As suas primeiras notícias traziam “massacres vermelhos” a ponto da imprensa católica estrangeira acorrer em apoio ao levante nacionalista no seu começo. A acusação mais sensacional foi o estupro de freiras, sendo que uma invenção semelhante datava da Idade Média, quando foi usada para justificar uma chacina de judeus. Os nacionalistas pisavam em terreno mais firme ao condenarem o assassinato de padres e tiveram o apoio do Papa, que declarou que os padres eram mártires. A maré só começou a virar a favor da República em novembro de 1936, com o bombardeio dos bairros operários e do Hospital San Carlos durante a batalha de Madri.
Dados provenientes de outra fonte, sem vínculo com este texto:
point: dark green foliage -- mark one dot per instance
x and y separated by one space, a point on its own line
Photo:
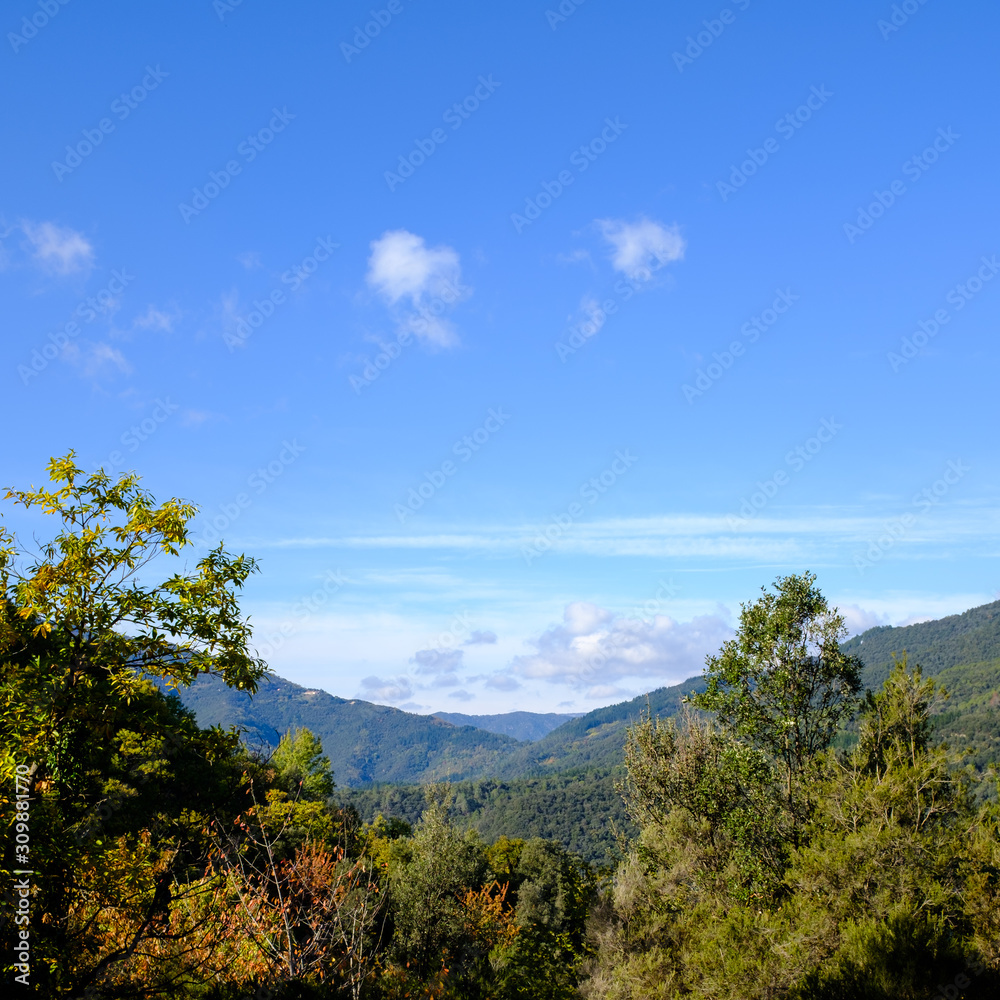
971 637
595 740
301 768
889 886
364 742
583 812
520 725
783 684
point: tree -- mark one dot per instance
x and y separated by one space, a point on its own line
120 775
302 768
783 684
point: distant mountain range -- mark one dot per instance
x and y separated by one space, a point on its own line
370 743
520 725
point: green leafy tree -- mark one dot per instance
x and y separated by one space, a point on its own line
301 766
783 684
121 777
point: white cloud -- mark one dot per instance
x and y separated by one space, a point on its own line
154 319
641 246
481 638
859 619
437 661
58 249
440 664
390 689
501 681
593 648
95 360
419 282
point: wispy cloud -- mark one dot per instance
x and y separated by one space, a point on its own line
799 536
593 649
390 689
479 638
58 249
155 319
419 283
638 246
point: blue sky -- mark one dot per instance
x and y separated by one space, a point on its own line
519 342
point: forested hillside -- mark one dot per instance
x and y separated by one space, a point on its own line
520 725
366 742
156 858
971 637
582 811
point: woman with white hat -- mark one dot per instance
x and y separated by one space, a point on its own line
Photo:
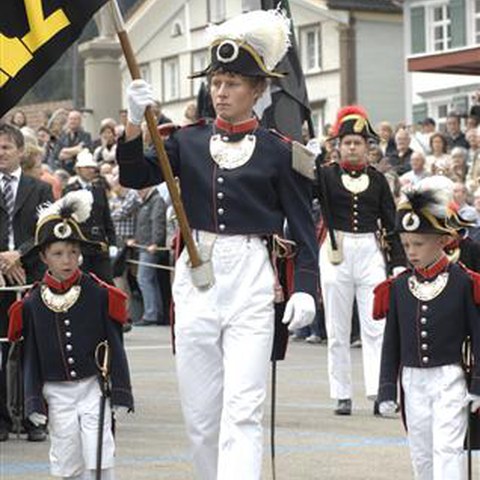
238 186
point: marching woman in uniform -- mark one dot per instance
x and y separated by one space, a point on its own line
238 186
431 309
63 319
363 207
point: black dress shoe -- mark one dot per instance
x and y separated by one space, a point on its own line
144 323
344 407
3 434
37 434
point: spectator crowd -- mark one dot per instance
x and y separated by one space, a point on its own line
138 227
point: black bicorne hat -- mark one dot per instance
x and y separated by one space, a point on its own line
251 44
428 207
60 221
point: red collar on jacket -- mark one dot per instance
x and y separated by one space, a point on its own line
243 127
353 167
60 287
433 270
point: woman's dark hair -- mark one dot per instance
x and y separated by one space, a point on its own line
13 133
442 138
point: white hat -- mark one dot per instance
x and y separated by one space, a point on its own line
251 44
85 159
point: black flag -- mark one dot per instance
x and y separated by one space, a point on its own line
290 107
33 36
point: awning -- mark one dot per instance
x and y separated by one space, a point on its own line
465 61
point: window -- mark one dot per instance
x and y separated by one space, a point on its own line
177 29
248 5
216 11
311 48
440 28
199 62
171 79
476 19
318 120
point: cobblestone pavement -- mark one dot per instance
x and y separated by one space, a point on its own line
312 443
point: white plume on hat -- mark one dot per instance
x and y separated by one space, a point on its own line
434 193
266 31
77 205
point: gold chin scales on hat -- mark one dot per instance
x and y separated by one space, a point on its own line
60 221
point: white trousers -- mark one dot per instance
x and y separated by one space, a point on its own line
436 414
362 268
73 413
223 345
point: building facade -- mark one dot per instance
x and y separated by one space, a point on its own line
442 41
339 44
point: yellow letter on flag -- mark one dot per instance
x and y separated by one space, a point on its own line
42 29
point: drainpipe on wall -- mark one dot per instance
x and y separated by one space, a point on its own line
348 70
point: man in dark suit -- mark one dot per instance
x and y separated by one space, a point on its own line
99 227
19 199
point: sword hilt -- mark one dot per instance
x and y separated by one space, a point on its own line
102 359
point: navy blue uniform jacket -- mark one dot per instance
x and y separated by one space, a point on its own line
425 334
61 346
252 199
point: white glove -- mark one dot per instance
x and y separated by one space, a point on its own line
398 270
38 419
139 97
119 412
300 311
388 409
475 399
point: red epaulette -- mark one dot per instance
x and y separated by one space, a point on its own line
117 301
15 321
282 137
199 123
381 296
15 317
177 244
166 129
475 277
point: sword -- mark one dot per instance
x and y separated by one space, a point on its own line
102 359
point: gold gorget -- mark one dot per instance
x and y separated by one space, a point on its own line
60 302
428 290
355 184
230 155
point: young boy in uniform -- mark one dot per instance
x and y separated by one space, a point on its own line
431 309
63 319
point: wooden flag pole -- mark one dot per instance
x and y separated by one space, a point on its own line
157 141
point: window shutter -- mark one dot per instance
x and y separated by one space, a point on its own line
417 27
457 16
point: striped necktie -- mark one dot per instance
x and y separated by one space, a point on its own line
9 199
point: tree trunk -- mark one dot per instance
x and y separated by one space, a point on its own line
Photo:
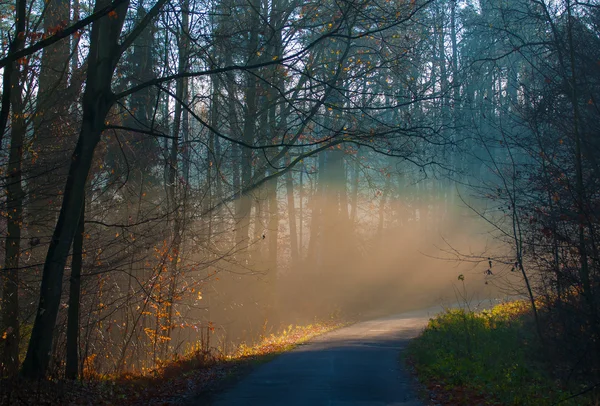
97 101
14 207
71 369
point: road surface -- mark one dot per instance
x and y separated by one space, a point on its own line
353 366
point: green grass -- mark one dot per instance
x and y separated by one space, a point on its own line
492 357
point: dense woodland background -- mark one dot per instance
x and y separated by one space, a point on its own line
174 169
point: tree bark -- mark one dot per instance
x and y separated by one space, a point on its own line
97 101
14 206
72 362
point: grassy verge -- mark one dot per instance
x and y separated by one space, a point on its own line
488 358
198 376
192 379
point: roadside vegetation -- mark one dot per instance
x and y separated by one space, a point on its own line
194 377
491 357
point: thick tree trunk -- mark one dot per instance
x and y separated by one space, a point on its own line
14 207
245 202
72 363
96 103
289 184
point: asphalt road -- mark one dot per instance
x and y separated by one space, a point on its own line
353 366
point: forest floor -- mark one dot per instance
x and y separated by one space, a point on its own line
491 357
194 376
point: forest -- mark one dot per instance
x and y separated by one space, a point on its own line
184 173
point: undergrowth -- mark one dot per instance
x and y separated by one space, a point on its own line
492 357
176 381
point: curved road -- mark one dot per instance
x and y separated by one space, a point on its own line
352 366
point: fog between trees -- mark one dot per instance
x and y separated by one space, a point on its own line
177 170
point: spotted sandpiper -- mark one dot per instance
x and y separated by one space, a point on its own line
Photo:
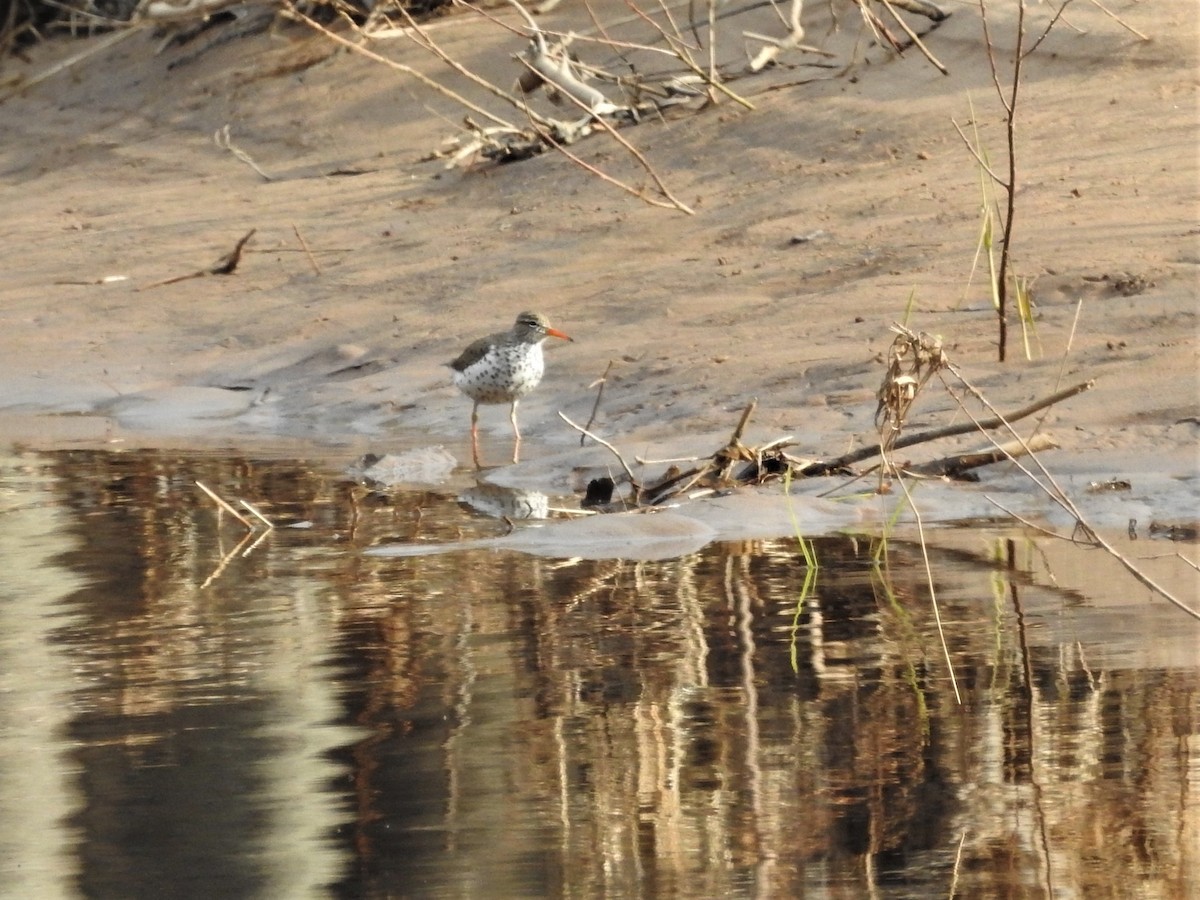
502 369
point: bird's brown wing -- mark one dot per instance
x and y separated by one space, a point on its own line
473 354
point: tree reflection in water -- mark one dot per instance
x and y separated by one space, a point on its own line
493 724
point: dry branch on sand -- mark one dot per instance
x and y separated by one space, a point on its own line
225 265
913 361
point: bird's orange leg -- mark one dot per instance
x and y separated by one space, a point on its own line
516 431
474 435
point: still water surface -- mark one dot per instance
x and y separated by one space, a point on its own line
185 714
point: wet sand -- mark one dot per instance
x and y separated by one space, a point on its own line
114 184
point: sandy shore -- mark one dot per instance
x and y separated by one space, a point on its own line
113 184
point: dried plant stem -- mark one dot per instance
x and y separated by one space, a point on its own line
610 448
997 421
603 175
293 13
222 139
681 52
1055 492
933 593
672 202
595 407
307 250
915 37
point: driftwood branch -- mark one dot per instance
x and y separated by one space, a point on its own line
823 467
959 465
225 265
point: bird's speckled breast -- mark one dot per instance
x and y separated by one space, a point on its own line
502 375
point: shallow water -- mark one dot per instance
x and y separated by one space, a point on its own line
190 713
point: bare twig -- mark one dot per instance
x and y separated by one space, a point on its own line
1055 492
933 593
225 265
1116 18
912 36
672 202
312 259
293 13
865 453
615 451
221 138
595 407
975 153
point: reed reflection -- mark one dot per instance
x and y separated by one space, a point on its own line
306 718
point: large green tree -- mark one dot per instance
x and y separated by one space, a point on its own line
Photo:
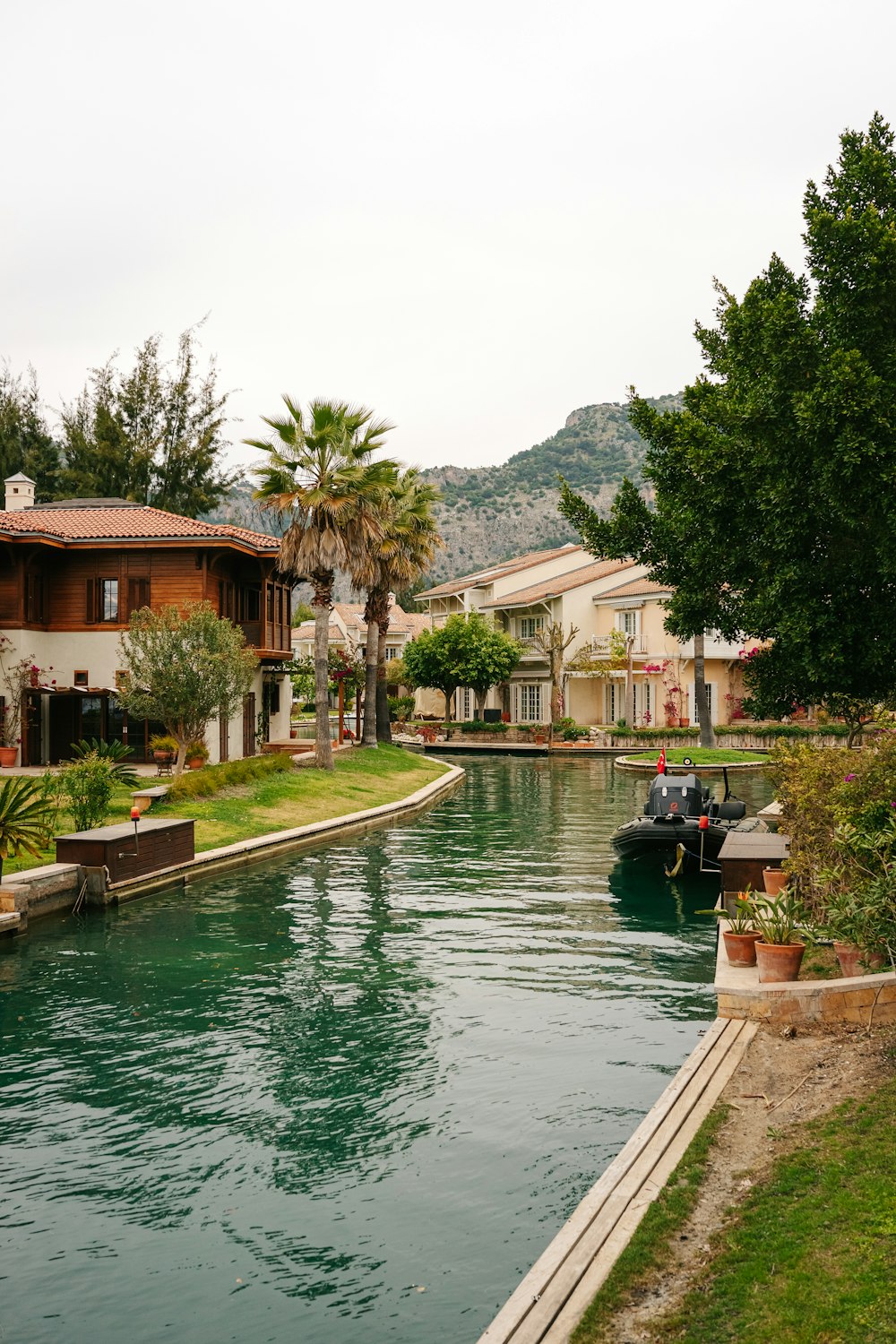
153 435
330 494
466 650
775 483
185 668
26 443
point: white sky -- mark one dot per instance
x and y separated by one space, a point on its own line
471 217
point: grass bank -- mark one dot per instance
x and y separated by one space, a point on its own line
645 1253
807 1255
277 801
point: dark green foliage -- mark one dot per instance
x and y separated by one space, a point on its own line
24 817
26 443
89 785
775 481
598 445
211 780
155 435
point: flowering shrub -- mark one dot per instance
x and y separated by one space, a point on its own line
839 808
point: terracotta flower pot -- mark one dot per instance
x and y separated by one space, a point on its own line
740 948
775 881
855 961
778 961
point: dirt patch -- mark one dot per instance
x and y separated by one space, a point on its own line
785 1080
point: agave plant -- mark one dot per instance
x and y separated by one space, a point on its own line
115 754
24 819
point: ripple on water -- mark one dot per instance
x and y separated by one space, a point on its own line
284 1102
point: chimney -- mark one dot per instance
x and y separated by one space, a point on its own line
19 492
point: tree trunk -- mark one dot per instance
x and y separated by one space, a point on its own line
368 738
702 704
322 602
447 710
383 725
629 706
556 691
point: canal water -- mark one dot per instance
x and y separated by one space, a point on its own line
346 1097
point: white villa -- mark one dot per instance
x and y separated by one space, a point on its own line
570 586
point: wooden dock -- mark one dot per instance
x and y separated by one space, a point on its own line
549 1301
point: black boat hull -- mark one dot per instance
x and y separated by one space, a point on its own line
653 836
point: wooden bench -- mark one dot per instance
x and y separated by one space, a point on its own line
549 1301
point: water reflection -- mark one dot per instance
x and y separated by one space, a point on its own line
284 1101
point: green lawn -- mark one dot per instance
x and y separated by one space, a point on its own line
362 779
809 1257
700 755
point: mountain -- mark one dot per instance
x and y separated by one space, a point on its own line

Cinco meses depois, a destruição de Guernica deu à República sua maior vitória na guerra propagandística, principalmente porque os bascos eram conservadores e católicos.

Afinal, Guernica foi bombardeada?

A pergunta parece uma loucura, mas é que tem muita gente que não acredita na destruição de Guernica.

É claro que ela foi bombardeada. E foi sim bombardeada pela Legião Condor alemã. Quem diz que não houve o bombardeio talvez não tenha tido acesso ao diário de guerra de um dos comandantes da Legião Condor, Wolfram Von Richtofen, que contradiz por completo a versão nacionalista de que o ataque teria sido feito pelos republicanos:

“K/88 [forças de bombardeio da Legião Condor] foi apontada para Guernica, com a intenção de desorganizar e fazer cessar a retirada dos vermelhos, que precisam passar por aqui.”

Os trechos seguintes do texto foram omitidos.